In a word, sterling. The X-Pro1 delivers files that are just gorgeous. The X-Trans sensor and EXR processing really do provide quality approaching equivalent full-frame sensors, Fuji’s much-touted claim. Sharpness, detail and resolution from the camera and its lenses ― particularly the stunning 35mm f/1.4, which is being favorably compared to Leica’s 50mm f/1.4 ASPH Summilux-M in some quarters ― is extremely high, with acuity that pops. Also thank the lack of an anti-aliasing filter, at least in part, for this.

The below images were both captured using the X-Pro1 and the XF 35mm f/1.4 R lens.

Compared to my Nikon D7000, I would say the X-Pro1 nudges it out slightly. Both cameras are comparable at low ISO ― with primes of roughly equal quality ― but beyond 1600, as the light begins to fall, the X-Pro1 shows the clear superiority of its design. Files demonstrate improved resolution and tonal gradation with less noise using the X-Pro1. I realize I am comparing apples to oranges here to some extent, but at the end of the day both are image-making tools, so perhaps not such an unfair comparison after all…

Now, if one is shooting sports, action or wildlife, needs a better buffer, and superior autofocus (especially autofocus tracking), the Nikon walks the Fuji into next week. It’s wise to remember that old adage: horses for courses (if you’re not that old, it means different tools for different tasks).

Color moiré is well controlled on the X-Pro1, but it is still possible to fool the X-Trans sensor when fine, repeating detail is photographed. That said, certainly not to the extent that one would find with a Bayer sensor.


This is definitely one of the X-Pro1’s wow factors. Fuji have worked their magic with sensor development and design in this regard, and the result is awe-inspiring. The X-Pro1 scoffs at low light, with performance all the way up to ISO 6400 that humiliates most other cameras. ISO 6400 looks like 1600 on my Nikon D7000, no kidding! And the D7000 sensor is no slouch. Bear in mind we’re only talking about jpegs here! If more information and detail can be squeezed out of the X-Trans sensor’s RAW files, once support for said files comes on-online, Fuji will have accomplished a remarkable coup in digital imaging development. 

No stifling noise reduction here, either. The X-Trans sensor walks that delicate line between maintaining fine detail and suppressing chroma noise.

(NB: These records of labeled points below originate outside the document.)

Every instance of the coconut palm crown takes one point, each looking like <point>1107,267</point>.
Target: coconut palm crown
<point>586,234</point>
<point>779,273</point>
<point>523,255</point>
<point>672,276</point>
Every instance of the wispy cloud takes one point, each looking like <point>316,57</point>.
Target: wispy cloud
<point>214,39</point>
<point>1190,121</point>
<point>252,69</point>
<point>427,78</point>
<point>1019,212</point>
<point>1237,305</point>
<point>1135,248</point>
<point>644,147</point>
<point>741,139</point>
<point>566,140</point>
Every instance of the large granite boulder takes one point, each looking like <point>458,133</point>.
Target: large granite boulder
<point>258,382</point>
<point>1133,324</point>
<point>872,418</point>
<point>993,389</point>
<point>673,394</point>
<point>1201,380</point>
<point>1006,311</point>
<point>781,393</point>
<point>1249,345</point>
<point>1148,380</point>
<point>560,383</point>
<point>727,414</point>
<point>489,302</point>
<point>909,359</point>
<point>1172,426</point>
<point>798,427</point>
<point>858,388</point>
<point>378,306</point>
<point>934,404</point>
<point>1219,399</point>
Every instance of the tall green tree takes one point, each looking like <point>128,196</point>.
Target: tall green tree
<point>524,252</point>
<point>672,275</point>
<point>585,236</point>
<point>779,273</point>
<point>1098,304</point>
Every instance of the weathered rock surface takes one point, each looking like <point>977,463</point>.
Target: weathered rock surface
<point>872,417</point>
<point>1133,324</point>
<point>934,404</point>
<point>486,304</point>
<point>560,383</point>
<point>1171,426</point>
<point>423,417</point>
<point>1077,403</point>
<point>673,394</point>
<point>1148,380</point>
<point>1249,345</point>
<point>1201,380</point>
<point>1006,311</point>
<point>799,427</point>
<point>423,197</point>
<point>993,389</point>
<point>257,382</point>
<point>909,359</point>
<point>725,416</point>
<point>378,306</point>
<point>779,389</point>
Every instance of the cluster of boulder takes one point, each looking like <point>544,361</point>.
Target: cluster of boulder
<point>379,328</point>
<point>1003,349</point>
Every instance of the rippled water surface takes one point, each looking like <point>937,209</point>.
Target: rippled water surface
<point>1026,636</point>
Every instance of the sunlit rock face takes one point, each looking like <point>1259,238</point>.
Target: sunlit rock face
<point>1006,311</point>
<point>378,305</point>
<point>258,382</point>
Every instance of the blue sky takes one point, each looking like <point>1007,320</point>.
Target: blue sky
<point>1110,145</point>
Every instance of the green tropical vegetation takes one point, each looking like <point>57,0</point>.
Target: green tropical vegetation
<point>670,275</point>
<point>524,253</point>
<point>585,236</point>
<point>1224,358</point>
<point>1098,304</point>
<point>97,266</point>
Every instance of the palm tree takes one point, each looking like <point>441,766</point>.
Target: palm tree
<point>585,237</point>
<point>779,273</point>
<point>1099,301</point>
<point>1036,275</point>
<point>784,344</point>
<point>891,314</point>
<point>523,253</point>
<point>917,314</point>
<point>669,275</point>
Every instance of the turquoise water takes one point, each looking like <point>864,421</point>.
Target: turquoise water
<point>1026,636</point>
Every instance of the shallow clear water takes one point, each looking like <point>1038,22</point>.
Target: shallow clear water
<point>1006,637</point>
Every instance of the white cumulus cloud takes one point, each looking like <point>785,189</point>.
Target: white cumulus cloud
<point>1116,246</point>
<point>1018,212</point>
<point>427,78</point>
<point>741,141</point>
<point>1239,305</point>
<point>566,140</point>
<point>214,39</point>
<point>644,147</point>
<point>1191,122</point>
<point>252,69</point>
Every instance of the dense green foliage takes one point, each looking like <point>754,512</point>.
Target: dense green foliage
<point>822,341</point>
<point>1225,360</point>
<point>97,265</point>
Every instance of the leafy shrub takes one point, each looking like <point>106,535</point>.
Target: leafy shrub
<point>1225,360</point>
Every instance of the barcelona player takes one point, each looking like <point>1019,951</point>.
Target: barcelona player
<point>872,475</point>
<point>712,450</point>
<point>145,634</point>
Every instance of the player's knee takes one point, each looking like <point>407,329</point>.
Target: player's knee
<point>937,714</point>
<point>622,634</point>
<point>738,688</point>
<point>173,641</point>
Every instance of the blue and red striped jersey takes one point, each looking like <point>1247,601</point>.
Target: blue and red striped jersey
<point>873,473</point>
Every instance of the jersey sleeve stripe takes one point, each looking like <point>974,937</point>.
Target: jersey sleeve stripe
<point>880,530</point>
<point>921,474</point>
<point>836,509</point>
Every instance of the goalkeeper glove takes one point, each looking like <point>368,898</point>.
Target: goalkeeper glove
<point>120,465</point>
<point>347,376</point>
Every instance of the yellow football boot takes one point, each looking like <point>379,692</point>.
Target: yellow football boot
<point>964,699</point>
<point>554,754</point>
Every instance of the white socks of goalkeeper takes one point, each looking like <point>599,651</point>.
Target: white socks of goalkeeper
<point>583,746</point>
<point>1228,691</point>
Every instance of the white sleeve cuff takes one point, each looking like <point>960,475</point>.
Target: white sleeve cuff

And it does so with nary a hiccup.

30×20 enlargements from ISO 800 or 1600 appear quite feasible, something we could only dream of with digital cameras a scant three years ago, and with quality clearly surpassing the analog days of film.

The image below was shot at ISO 3200 with the X-Pro1 and the XF 18mm f/2 R lens.


Much like the X100, the viewfinder employed in the X-Pro1 is Fuji’s hybrid optical-electronic system, which allows users to select between an optical view with digital overlays, or a fully electronic image display that eliminates parallax and makes composing at night a breeze.

Using the optical viewfinder approximates the feel of a modern rangefinder, like the Leica M9, except that one is provided with more useful information, thanks to LCD overlays that function much like a heads-up display (HUD) on the inside windscreen of your car. Frame lines are superimposed that show the framing of the scene relative to the wider view of the optical viewfinder, and you can view exposure mode, shutter speed and aperture, exposure compensation, a histogram, and more.

Though parallax still becomes an issue as one moves closer from infinity ― the bane of all rangefinder systems ― Fuji has evolved this tried & true technology by allowing the user to select any of 29 different focus points within the middle two-third of the projected frame lines while in OVF mode. It’s not something you’ll find with any past or current Leica M-Series camera, but then, of course, neither is autofocus.


You can carry around the Fuji all day long with little or no fatigue. Try that with your Canikon 10D1000. The X-Pro1 will give you image quality comparable to, or better, than DSLR offerings from the usual suspects, and do it at a fraction of the size…and certainly of the weight. Moreover, Fuji’s XF lenses are small and light as well, making the carrying of a complete kit a relatively painless affair. Here, too, the X-Pro1 emulates the Leica ethos, but even more so.

To be fair, however, as I mentioned above, the X-Pro1 cannot do everything your DSLR can do. An SLR will typically offer a better buffer, faster write times, faster autofocus and a greater range of lenses that give you the oft-favored optical WYSIWYG view on the world. Like everything else, it’s a trade-off. The X-Pro1 is ideal for candid shooting, street shooting and travel. Your DSLR will remain king for sports, action and wildlife. Both are equally suited to still life, landscape and reportage. Pick your battle…then pick your weapon.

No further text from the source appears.